ADR 011: Bronze Batch-Scoped Replace¶
Status: Accepted Date: 2026-02-17 Supersedes: ADR 006 - Bronze Truncate Force (partially — legacy pipelines still use truncate)
Context¶
Bronze tables in the new architecture (per-client DBs + dbt) were truncated on every pipeline run (TRUNCATE TABLE + COPY INTO). This meant Bronze only held the latest load's data. If dbt --full-refresh was executed on Silver incremental models, Silver would be rebuilt from Bronze — losing all historical data except today's load.
Decision¶
Introduce batch_replace as a new Bronze load strategy for snowflake_load pipelines:
batch_replace: Deletes only the current batch's rows, then loads. Bronze accumulates historical data across batches.truncate_insert: (Legacy default) Truncates the entire table, then loads. Bronze only has current batch.
Implementation¶
| Component | Change |
|---|---|
dag_config.py |
Added batch_replace to SnowflakeSourceConfig.load_strategy Literal |
snowflake_tasks.py |
copy_to_snowflake branches on load_strategy: DELETE WHERE BATCH_ID vs TRUNCATE |
snowflake_load.py.j2 |
Passes source-level load_strategy override after **BASE_SNOWFLAKE_CONFIG |
warbyparker-gladly-daily.yaml |
All 4 sources changed to batch_replace |
legacy_elt.py.j2 |
Not modified — continues using truncate_insert from base config |
Consequences¶
Positive¶
dbt --full-refreshon Silver models rebuilds correctly from full Bronze history- Idempotent: re-running the same batch date produces identical results
- Backward compatible: default
truncate_insertpreserves legacy pipeline behavior
Negative¶
- Bronze tables grow over time (mitigated by future retention policy)
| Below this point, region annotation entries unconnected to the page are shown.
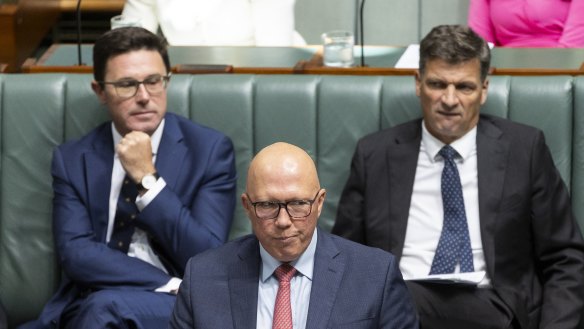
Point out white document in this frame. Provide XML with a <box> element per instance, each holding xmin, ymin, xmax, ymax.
<box><xmin>395</xmin><ymin>42</ymin><xmax>495</xmax><ymax>69</ymax></box>
<box><xmin>409</xmin><ymin>271</ymin><xmax>486</xmax><ymax>286</ymax></box>
<box><xmin>395</xmin><ymin>45</ymin><xmax>420</xmax><ymax>69</ymax></box>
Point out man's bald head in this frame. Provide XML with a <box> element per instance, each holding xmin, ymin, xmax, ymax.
<box><xmin>241</xmin><ymin>143</ymin><xmax>326</xmax><ymax>262</ymax></box>
<box><xmin>246</xmin><ymin>142</ymin><xmax>320</xmax><ymax>193</ymax></box>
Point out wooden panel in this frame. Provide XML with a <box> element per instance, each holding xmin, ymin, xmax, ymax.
<box><xmin>0</xmin><ymin>0</ymin><xmax>59</xmax><ymax>71</ymax></box>
<box><xmin>60</xmin><ymin>0</ymin><xmax>125</xmax><ymax>12</ymax></box>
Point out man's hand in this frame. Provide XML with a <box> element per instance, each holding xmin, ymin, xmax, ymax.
<box><xmin>116</xmin><ymin>131</ymin><xmax>156</xmax><ymax>183</ymax></box>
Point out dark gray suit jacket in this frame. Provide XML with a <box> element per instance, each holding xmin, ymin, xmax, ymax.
<box><xmin>170</xmin><ymin>230</ymin><xmax>418</xmax><ymax>329</ymax></box>
<box><xmin>332</xmin><ymin>115</ymin><xmax>584</xmax><ymax>329</ymax></box>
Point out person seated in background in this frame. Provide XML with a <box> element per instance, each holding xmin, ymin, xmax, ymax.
<box><xmin>332</xmin><ymin>25</ymin><xmax>584</xmax><ymax>329</ymax></box>
<box><xmin>122</xmin><ymin>0</ymin><xmax>306</xmax><ymax>46</ymax></box>
<box><xmin>468</xmin><ymin>0</ymin><xmax>584</xmax><ymax>48</ymax></box>
<box><xmin>170</xmin><ymin>143</ymin><xmax>418</xmax><ymax>329</ymax></box>
<box><xmin>18</xmin><ymin>27</ymin><xmax>236</xmax><ymax>329</ymax></box>
<box><xmin>0</xmin><ymin>302</ymin><xmax>8</xmax><ymax>329</ymax></box>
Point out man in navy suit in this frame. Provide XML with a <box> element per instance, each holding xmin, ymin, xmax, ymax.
<box><xmin>25</xmin><ymin>27</ymin><xmax>236</xmax><ymax>329</ymax></box>
<box><xmin>171</xmin><ymin>143</ymin><xmax>418</xmax><ymax>329</ymax></box>
<box><xmin>333</xmin><ymin>26</ymin><xmax>584</xmax><ymax>329</ymax></box>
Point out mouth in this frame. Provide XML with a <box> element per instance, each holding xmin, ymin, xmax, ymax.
<box><xmin>436</xmin><ymin>110</ymin><xmax>461</xmax><ymax>118</ymax></box>
<box><xmin>276</xmin><ymin>235</ymin><xmax>296</xmax><ymax>243</ymax></box>
<box><xmin>130</xmin><ymin>110</ymin><xmax>156</xmax><ymax>117</ymax></box>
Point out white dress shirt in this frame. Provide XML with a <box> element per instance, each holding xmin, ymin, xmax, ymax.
<box><xmin>106</xmin><ymin>119</ymin><xmax>181</xmax><ymax>292</ymax></box>
<box><xmin>257</xmin><ymin>230</ymin><xmax>318</xmax><ymax>329</ymax></box>
<box><xmin>400</xmin><ymin>122</ymin><xmax>489</xmax><ymax>286</ymax></box>
<box><xmin>122</xmin><ymin>0</ymin><xmax>306</xmax><ymax>46</ymax></box>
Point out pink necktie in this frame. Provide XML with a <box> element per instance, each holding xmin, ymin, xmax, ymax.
<box><xmin>272</xmin><ymin>264</ymin><xmax>296</xmax><ymax>329</ymax></box>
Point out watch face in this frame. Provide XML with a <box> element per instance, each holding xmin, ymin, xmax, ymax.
<box><xmin>142</xmin><ymin>175</ymin><xmax>157</xmax><ymax>190</ymax></box>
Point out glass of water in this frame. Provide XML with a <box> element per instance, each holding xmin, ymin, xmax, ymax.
<box><xmin>110</xmin><ymin>15</ymin><xmax>141</xmax><ymax>30</ymax></box>
<box><xmin>322</xmin><ymin>31</ymin><xmax>355</xmax><ymax>67</ymax></box>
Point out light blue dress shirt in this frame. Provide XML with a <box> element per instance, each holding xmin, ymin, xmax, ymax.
<box><xmin>257</xmin><ymin>230</ymin><xmax>318</xmax><ymax>329</ymax></box>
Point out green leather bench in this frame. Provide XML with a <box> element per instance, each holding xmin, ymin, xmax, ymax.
<box><xmin>0</xmin><ymin>74</ymin><xmax>584</xmax><ymax>327</ymax></box>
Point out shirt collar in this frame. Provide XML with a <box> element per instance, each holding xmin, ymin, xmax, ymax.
<box><xmin>112</xmin><ymin>118</ymin><xmax>166</xmax><ymax>157</ymax></box>
<box><xmin>422</xmin><ymin>121</ymin><xmax>477</xmax><ymax>162</ymax></box>
<box><xmin>260</xmin><ymin>229</ymin><xmax>318</xmax><ymax>282</ymax></box>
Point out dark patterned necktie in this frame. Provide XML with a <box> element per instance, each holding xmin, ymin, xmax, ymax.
<box><xmin>108</xmin><ymin>176</ymin><xmax>138</xmax><ymax>253</ymax></box>
<box><xmin>430</xmin><ymin>145</ymin><xmax>474</xmax><ymax>274</ymax></box>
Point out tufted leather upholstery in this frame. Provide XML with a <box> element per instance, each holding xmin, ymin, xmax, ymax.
<box><xmin>0</xmin><ymin>74</ymin><xmax>584</xmax><ymax>327</ymax></box>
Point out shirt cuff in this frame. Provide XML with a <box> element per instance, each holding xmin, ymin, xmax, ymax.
<box><xmin>136</xmin><ymin>177</ymin><xmax>166</xmax><ymax>211</ymax></box>
<box><xmin>154</xmin><ymin>277</ymin><xmax>182</xmax><ymax>295</ymax></box>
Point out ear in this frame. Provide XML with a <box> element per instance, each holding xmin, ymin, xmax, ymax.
<box><xmin>316</xmin><ymin>189</ymin><xmax>326</xmax><ymax>217</ymax></box>
<box><xmin>241</xmin><ymin>193</ymin><xmax>252</xmax><ymax>218</ymax></box>
<box><xmin>91</xmin><ymin>80</ymin><xmax>106</xmax><ymax>104</ymax></box>
<box><xmin>415</xmin><ymin>70</ymin><xmax>422</xmax><ymax>97</ymax></box>
<box><xmin>481</xmin><ymin>78</ymin><xmax>489</xmax><ymax>105</ymax></box>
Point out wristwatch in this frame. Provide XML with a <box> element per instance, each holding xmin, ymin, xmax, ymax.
<box><xmin>136</xmin><ymin>172</ymin><xmax>160</xmax><ymax>192</ymax></box>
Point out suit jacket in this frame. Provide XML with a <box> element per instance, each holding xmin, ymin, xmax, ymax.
<box><xmin>26</xmin><ymin>113</ymin><xmax>236</xmax><ymax>328</ymax></box>
<box><xmin>333</xmin><ymin>115</ymin><xmax>584</xmax><ymax>329</ymax></box>
<box><xmin>170</xmin><ymin>230</ymin><xmax>418</xmax><ymax>329</ymax></box>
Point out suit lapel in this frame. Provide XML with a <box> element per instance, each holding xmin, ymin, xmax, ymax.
<box><xmin>384</xmin><ymin>120</ymin><xmax>422</xmax><ymax>259</ymax></box>
<box><xmin>477</xmin><ymin>117</ymin><xmax>509</xmax><ymax>278</ymax></box>
<box><xmin>306</xmin><ymin>229</ymin><xmax>345</xmax><ymax>329</ymax></box>
<box><xmin>156</xmin><ymin>114</ymin><xmax>187</xmax><ymax>187</ymax></box>
<box><xmin>229</xmin><ymin>237</ymin><xmax>261</xmax><ymax>329</ymax></box>
<box><xmin>83</xmin><ymin>124</ymin><xmax>114</xmax><ymax>242</ymax></box>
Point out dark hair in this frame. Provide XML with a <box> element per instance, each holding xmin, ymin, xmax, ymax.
<box><xmin>420</xmin><ymin>25</ymin><xmax>491</xmax><ymax>81</ymax></box>
<box><xmin>93</xmin><ymin>27</ymin><xmax>170</xmax><ymax>81</ymax></box>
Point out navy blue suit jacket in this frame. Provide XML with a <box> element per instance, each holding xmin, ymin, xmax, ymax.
<box><xmin>25</xmin><ymin>113</ymin><xmax>236</xmax><ymax>327</ymax></box>
<box><xmin>332</xmin><ymin>115</ymin><xmax>584</xmax><ymax>329</ymax></box>
<box><xmin>171</xmin><ymin>230</ymin><xmax>418</xmax><ymax>329</ymax></box>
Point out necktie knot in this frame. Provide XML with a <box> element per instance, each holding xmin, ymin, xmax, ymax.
<box><xmin>438</xmin><ymin>145</ymin><xmax>458</xmax><ymax>160</ymax></box>
<box><xmin>274</xmin><ymin>263</ymin><xmax>296</xmax><ymax>282</ymax></box>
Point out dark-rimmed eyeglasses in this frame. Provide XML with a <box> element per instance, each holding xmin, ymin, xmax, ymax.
<box><xmin>98</xmin><ymin>74</ymin><xmax>170</xmax><ymax>98</ymax></box>
<box><xmin>245</xmin><ymin>190</ymin><xmax>321</xmax><ymax>220</ymax></box>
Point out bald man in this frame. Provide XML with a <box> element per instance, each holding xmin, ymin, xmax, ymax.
<box><xmin>170</xmin><ymin>143</ymin><xmax>418</xmax><ymax>329</ymax></box>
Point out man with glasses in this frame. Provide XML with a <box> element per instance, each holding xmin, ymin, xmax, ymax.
<box><xmin>171</xmin><ymin>143</ymin><xmax>418</xmax><ymax>329</ymax></box>
<box><xmin>25</xmin><ymin>27</ymin><xmax>236</xmax><ymax>329</ymax></box>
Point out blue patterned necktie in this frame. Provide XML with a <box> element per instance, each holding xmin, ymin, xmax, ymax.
<box><xmin>108</xmin><ymin>176</ymin><xmax>138</xmax><ymax>253</ymax></box>
<box><xmin>430</xmin><ymin>145</ymin><xmax>474</xmax><ymax>274</ymax></box>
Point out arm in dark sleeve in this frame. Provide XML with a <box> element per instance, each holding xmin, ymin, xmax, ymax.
<box><xmin>140</xmin><ymin>136</ymin><xmax>237</xmax><ymax>273</ymax></box>
<box><xmin>379</xmin><ymin>252</ymin><xmax>419</xmax><ymax>329</ymax></box>
<box><xmin>531</xmin><ymin>133</ymin><xmax>584</xmax><ymax>329</ymax></box>
<box><xmin>52</xmin><ymin>149</ymin><xmax>170</xmax><ymax>290</ymax></box>
<box><xmin>170</xmin><ymin>261</ymin><xmax>195</xmax><ymax>329</ymax></box>
<box><xmin>332</xmin><ymin>143</ymin><xmax>365</xmax><ymax>243</ymax></box>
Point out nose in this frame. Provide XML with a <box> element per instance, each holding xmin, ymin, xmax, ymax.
<box><xmin>135</xmin><ymin>83</ymin><xmax>150</xmax><ymax>101</ymax></box>
<box><xmin>442</xmin><ymin>84</ymin><xmax>458</xmax><ymax>107</ymax></box>
<box><xmin>274</xmin><ymin>207</ymin><xmax>292</xmax><ymax>229</ymax></box>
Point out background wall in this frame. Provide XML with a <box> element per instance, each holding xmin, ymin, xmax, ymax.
<box><xmin>296</xmin><ymin>0</ymin><xmax>469</xmax><ymax>46</ymax></box>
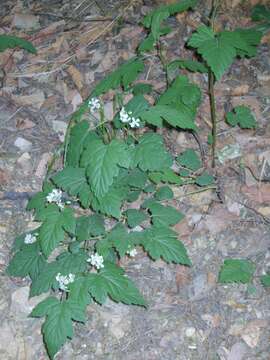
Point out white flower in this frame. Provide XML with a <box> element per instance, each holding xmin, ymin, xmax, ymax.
<box><xmin>127</xmin><ymin>248</ymin><xmax>138</xmax><ymax>257</ymax></box>
<box><xmin>87</xmin><ymin>253</ymin><xmax>104</xmax><ymax>269</ymax></box>
<box><xmin>120</xmin><ymin>107</ymin><xmax>131</xmax><ymax>123</ymax></box>
<box><xmin>88</xmin><ymin>98</ymin><xmax>101</xmax><ymax>112</ymax></box>
<box><xmin>55</xmin><ymin>273</ymin><xmax>75</xmax><ymax>291</ymax></box>
<box><xmin>46</xmin><ymin>189</ymin><xmax>64</xmax><ymax>210</ymax></box>
<box><xmin>129</xmin><ymin>117</ymin><xmax>140</xmax><ymax>128</ymax></box>
<box><xmin>24</xmin><ymin>234</ymin><xmax>37</xmax><ymax>244</ymax></box>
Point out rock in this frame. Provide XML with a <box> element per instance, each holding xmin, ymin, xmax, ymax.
<box><xmin>10</xmin><ymin>286</ymin><xmax>47</xmax><ymax>319</ymax></box>
<box><xmin>14</xmin><ymin>137</ymin><xmax>32</xmax><ymax>152</ymax></box>
<box><xmin>185</xmin><ymin>327</ymin><xmax>196</xmax><ymax>337</ymax></box>
<box><xmin>104</xmin><ymin>101</ymin><xmax>114</xmax><ymax>120</ymax></box>
<box><xmin>12</xmin><ymin>14</ymin><xmax>40</xmax><ymax>30</ymax></box>
<box><xmin>227</xmin><ymin>342</ymin><xmax>247</xmax><ymax>360</ymax></box>
<box><xmin>17</xmin><ymin>152</ymin><xmax>32</xmax><ymax>172</ymax></box>
<box><xmin>52</xmin><ymin>120</ymin><xmax>67</xmax><ymax>142</ymax></box>
<box><xmin>12</xmin><ymin>90</ymin><xmax>45</xmax><ymax>110</ymax></box>
<box><xmin>35</xmin><ymin>153</ymin><xmax>52</xmax><ymax>179</ymax></box>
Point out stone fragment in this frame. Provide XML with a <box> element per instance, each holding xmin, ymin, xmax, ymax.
<box><xmin>14</xmin><ymin>137</ymin><xmax>32</xmax><ymax>151</ymax></box>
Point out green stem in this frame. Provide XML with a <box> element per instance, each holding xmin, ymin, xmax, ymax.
<box><xmin>157</xmin><ymin>40</ymin><xmax>169</xmax><ymax>88</ymax></box>
<box><xmin>208</xmin><ymin>69</ymin><xmax>217</xmax><ymax>168</ymax></box>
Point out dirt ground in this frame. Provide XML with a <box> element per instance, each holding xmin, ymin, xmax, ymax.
<box><xmin>0</xmin><ymin>0</ymin><xmax>270</xmax><ymax>360</ymax></box>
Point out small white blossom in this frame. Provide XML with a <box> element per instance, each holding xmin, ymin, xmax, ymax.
<box><xmin>55</xmin><ymin>273</ymin><xmax>75</xmax><ymax>291</ymax></box>
<box><xmin>24</xmin><ymin>234</ymin><xmax>37</xmax><ymax>244</ymax></box>
<box><xmin>46</xmin><ymin>189</ymin><xmax>64</xmax><ymax>210</ymax></box>
<box><xmin>120</xmin><ymin>107</ymin><xmax>131</xmax><ymax>123</ymax></box>
<box><xmin>88</xmin><ymin>98</ymin><xmax>101</xmax><ymax>112</ymax></box>
<box><xmin>127</xmin><ymin>248</ymin><xmax>138</xmax><ymax>257</ymax></box>
<box><xmin>87</xmin><ymin>253</ymin><xmax>104</xmax><ymax>269</ymax></box>
<box><xmin>129</xmin><ymin>117</ymin><xmax>140</xmax><ymax>128</ymax></box>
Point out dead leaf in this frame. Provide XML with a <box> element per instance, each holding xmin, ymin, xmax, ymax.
<box><xmin>67</xmin><ymin>65</ymin><xmax>83</xmax><ymax>90</ymax></box>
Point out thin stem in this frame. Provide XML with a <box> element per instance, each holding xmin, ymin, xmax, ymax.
<box><xmin>208</xmin><ymin>0</ymin><xmax>220</xmax><ymax>168</ymax></box>
<box><xmin>208</xmin><ymin>69</ymin><xmax>217</xmax><ymax>168</ymax></box>
<box><xmin>157</xmin><ymin>40</ymin><xmax>169</xmax><ymax>88</ymax></box>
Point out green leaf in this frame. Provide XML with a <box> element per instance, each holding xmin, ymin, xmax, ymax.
<box><xmin>149</xmin><ymin>203</ymin><xmax>184</xmax><ymax>226</ymax></box>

- DELETE is slightly slower than TRUNCATE (mitigated by future CLUSTER BY BATCH_ID)
Future Follow-ups¶
- Bronze clustering:
ALTER TABLE ... CLUSTER BY (BATCH_ID)for efficient deletes - Bronze retention: Snowflake scheduled task to purge records older than 180 days
- Deprecate
truncate_insertfor newsnowflake_loadpipelines